Merlin Book 4: The Mirror of Fate
- The Mirror of Fate Cover
- Author: T. A. Barron
- Original title: The Mirror of Merlin
- Language: English
- Series: Merlin Saga
- Genre: Fantasy
- Publisher: Penguin
- Publication date: 1999
- Publication place: U.S.A.
- Media type: Print (Hardcover)
- Pages: 245 pp (hardcover edition)
- ISBN: 0-399-23455-1
- OCLC: 40925815
- LC Class: PZ7.B27567 Mi 1999
- Preceded by: Merlin Book 3: The Raging Fires
- Followed by: Merlin Book 5: A Wizard's Wings
- Website: The Mirror of Fate

= Merlin Book 4: The Mirror of Fate =

1999 fantasy novel by T. A. Barron

The Mirror of Fate is a 1999 fantasy novel by T. A. Barron published by Penguin. The Mirror of Fate is the fourth book in a 12-book series known as The Merlin Saga. This book was originally published as The Mirror of Merlin, book four of The Lost Years of Merlin epic, a 5-book series providing a childhood story for the legendary Merlin, wizard of Arthurian legend.

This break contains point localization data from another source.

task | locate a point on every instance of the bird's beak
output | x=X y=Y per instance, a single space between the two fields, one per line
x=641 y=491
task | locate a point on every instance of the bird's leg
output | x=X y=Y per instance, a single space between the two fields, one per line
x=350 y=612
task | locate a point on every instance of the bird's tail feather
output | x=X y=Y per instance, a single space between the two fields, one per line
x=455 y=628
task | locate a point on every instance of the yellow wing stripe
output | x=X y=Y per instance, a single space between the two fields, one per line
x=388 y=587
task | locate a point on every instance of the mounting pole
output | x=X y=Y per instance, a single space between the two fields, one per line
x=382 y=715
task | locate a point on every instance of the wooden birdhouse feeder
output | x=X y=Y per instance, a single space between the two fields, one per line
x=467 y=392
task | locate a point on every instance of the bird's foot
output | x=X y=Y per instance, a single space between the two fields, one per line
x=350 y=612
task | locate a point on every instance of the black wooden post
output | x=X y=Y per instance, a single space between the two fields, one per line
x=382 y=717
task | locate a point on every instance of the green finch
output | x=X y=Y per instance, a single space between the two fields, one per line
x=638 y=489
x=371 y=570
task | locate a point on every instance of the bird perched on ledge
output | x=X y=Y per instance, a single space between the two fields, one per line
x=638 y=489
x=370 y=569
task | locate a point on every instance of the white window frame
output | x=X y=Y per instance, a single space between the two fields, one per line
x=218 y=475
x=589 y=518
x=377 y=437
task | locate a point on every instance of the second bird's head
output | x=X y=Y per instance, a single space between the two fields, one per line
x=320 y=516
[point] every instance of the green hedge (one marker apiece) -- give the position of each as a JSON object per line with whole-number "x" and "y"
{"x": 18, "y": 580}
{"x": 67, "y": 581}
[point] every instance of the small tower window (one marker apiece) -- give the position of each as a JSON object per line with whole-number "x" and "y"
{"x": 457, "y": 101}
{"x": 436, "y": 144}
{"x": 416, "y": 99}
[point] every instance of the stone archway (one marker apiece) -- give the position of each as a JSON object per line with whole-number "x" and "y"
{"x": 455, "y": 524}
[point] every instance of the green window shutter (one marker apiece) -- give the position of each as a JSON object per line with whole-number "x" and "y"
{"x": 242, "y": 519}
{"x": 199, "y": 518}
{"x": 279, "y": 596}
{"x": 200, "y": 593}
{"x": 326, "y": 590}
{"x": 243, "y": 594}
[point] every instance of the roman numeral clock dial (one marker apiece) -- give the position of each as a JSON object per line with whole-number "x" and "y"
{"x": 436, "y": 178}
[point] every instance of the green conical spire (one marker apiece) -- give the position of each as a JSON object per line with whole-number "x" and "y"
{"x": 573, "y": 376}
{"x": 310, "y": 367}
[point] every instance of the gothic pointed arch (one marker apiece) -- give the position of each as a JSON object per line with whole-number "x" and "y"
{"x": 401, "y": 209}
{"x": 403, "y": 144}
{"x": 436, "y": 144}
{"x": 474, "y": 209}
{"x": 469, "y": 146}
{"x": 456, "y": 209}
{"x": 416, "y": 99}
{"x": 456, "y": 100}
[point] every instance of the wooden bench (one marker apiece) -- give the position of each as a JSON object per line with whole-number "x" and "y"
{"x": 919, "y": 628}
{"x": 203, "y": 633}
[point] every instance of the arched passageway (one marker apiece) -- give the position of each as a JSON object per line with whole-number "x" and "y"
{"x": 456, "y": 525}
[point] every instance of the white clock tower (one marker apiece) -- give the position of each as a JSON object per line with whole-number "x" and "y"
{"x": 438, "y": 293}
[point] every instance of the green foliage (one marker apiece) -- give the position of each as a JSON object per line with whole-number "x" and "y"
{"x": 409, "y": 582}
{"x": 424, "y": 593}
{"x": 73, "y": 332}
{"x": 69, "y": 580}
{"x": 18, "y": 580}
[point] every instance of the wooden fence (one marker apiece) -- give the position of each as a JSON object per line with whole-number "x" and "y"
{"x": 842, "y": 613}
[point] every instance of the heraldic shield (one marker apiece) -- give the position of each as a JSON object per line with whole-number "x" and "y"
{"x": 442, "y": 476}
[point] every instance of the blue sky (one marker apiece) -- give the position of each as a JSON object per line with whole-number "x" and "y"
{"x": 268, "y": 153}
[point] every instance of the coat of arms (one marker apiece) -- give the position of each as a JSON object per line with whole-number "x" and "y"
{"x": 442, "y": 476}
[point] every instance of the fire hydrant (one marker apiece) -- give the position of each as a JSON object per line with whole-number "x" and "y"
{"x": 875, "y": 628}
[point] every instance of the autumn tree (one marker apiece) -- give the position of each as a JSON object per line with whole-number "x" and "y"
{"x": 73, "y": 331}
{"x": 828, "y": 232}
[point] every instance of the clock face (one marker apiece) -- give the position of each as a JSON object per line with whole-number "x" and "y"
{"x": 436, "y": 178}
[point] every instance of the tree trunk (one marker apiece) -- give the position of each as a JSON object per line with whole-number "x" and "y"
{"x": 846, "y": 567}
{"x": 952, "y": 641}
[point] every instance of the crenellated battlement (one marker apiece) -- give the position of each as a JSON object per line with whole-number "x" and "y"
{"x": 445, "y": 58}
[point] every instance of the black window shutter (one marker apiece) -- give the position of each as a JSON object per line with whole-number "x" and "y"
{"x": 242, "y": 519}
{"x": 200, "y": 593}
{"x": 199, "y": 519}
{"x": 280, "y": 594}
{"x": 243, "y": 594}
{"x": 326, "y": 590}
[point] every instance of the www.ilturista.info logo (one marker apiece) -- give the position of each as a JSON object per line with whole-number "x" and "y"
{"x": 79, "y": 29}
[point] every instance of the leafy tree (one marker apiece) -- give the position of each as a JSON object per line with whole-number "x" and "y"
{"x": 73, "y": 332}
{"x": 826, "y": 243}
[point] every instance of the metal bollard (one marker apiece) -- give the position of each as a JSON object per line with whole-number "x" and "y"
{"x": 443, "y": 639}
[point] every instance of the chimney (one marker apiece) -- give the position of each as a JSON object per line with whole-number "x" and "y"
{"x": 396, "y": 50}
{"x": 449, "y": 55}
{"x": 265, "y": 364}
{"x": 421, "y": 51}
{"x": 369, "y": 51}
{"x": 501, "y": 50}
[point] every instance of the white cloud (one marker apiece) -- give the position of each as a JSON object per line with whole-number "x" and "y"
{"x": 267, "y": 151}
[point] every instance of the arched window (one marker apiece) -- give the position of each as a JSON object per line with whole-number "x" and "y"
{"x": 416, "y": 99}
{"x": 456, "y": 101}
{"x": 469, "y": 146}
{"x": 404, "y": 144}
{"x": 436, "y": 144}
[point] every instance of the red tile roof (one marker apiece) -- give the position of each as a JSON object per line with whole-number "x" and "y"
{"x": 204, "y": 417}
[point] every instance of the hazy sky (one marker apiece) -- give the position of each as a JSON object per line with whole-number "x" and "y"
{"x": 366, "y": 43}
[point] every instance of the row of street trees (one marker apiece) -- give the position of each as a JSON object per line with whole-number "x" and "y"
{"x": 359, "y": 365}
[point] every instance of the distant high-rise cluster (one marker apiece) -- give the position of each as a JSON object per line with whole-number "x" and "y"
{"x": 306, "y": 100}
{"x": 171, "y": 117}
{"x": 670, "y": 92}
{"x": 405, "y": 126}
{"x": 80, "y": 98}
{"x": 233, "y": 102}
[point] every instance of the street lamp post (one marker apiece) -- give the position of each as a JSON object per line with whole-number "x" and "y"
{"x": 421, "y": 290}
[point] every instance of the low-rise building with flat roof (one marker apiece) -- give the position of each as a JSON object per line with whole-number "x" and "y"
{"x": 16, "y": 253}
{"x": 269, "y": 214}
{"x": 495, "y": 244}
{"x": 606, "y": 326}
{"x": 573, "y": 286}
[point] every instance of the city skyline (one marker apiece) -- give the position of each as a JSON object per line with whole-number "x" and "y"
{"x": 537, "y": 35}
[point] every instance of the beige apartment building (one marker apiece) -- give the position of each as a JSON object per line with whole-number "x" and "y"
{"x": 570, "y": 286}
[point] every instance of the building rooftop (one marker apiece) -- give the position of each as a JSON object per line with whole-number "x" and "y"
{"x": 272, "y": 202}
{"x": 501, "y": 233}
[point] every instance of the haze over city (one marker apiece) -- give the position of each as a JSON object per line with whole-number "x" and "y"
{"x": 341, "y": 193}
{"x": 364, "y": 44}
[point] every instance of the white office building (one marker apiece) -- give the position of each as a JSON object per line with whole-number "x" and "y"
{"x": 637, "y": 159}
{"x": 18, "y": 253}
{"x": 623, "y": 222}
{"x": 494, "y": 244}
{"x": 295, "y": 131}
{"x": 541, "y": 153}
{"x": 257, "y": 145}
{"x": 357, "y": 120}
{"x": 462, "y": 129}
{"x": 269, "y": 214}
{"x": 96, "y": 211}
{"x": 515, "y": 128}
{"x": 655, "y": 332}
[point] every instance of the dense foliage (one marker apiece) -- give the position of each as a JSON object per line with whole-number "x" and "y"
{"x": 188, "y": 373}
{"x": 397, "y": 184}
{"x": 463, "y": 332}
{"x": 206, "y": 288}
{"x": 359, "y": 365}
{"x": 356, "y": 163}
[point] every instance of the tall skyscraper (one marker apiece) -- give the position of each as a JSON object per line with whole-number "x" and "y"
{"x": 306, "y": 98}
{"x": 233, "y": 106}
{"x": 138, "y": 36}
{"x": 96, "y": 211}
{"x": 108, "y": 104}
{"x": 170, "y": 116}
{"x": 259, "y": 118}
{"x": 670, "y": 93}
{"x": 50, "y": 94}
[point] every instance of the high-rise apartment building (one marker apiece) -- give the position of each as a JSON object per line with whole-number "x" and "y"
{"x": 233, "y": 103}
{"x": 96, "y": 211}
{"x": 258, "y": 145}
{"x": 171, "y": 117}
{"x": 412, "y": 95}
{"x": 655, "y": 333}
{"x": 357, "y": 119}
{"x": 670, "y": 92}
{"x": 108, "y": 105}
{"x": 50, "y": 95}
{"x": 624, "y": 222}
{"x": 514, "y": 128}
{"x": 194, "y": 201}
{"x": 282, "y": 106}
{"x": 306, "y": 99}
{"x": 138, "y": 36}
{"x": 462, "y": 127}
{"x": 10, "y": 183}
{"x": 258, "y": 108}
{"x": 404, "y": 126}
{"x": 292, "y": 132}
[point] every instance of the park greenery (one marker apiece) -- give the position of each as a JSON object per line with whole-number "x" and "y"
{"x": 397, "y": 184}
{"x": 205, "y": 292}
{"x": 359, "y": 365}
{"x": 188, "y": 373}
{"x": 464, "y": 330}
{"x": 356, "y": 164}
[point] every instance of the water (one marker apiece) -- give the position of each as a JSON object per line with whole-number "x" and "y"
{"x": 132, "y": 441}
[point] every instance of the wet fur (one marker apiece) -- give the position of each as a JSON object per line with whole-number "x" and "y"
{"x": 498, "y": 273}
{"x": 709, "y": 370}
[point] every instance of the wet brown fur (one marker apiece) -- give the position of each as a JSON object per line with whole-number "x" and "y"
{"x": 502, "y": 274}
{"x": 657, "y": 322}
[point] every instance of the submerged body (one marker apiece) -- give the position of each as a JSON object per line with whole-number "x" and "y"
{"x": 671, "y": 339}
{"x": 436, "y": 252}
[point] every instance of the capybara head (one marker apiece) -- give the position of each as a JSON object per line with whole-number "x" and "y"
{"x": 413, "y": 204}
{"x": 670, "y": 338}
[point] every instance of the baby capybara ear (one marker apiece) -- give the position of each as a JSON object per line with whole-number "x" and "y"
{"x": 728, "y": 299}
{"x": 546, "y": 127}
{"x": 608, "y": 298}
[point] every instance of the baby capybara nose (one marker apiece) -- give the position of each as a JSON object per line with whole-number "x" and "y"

In a remote swamp on the magical isle of Fincayra, uncommon wickedness arises. Young Merlin must journey to terrifying places - both within himself as well as on land - to save both his homeland, and his own destiny.

Accompanied by the deer-woman he has come to love, Hallia, and his own roguish shadow, Merlin discovers "a magical mirror that can alter anyone's fate." The person Merlin beholds upon gazing into the mirror is the person he least expects to find.